Approach to Equilibrium in Nano-scale Systems at Finite Temperature

Abstract

We study the time evolution of the reduced density matrix of a system of spin-1/2 particles interacting with an environment of spin-1/2 particles. The initial state of the composite system is taken to be a product state of a pure state of the system and a pure state of the environment. The latter pure state is prepared such that it represents the environment at a given finite temperature in the canonical ensemble. The state of the composite system evolves according to the time-dependent Schr{\"{o}}dinger equation, the interaction creating entanglement between the system and the environment. It is shown that independent of the strength of the interaction and the initial temperature of the environment, all the eigenvalues of the reduced density matrix converge to their stationary values, implying that also the entropy of the system relaxes to a stationary value. We demonstrate that the difference between the canonical density matrix and the reduced density matrix in the stationary state increases as the initial temperature of the environment decreases.
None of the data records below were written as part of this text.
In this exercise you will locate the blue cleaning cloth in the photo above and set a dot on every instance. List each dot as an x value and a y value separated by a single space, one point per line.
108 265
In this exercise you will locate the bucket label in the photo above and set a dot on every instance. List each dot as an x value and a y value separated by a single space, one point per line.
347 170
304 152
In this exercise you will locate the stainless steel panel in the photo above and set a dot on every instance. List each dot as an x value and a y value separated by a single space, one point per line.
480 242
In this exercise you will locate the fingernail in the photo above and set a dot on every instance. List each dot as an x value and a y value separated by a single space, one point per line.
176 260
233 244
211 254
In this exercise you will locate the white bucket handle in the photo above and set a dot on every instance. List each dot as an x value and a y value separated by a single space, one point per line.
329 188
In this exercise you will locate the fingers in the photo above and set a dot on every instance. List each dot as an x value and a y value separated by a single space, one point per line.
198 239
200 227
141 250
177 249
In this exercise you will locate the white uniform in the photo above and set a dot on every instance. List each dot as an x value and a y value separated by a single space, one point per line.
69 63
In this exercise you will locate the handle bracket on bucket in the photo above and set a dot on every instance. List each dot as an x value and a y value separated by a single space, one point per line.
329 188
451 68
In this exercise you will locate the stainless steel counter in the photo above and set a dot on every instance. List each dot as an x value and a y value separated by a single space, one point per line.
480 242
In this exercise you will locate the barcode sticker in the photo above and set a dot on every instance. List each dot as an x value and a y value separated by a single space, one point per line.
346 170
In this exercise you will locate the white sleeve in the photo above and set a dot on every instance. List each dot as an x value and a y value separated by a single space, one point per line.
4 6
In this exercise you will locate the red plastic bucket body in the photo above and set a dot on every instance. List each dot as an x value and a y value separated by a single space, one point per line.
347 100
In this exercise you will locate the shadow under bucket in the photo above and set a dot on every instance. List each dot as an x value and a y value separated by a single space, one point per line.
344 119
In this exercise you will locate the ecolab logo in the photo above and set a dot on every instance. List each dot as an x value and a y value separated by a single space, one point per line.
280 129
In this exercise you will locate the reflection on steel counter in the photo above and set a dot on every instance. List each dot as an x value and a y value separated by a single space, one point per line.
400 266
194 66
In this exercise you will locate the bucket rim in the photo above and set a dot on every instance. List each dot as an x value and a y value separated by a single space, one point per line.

As our numerical simulations are necessarily restricted to a modest number of spin-1/2 particles ($<36$), but do not rely on time-averaging of observables nor on the assumption that the coupling between system and environment is weak, they suggest that the stationary state of the system directly follows from the time evolution of a pure state of the composite system, even if the size of the latter cannot be regarded as being close to the thermodynamic limit.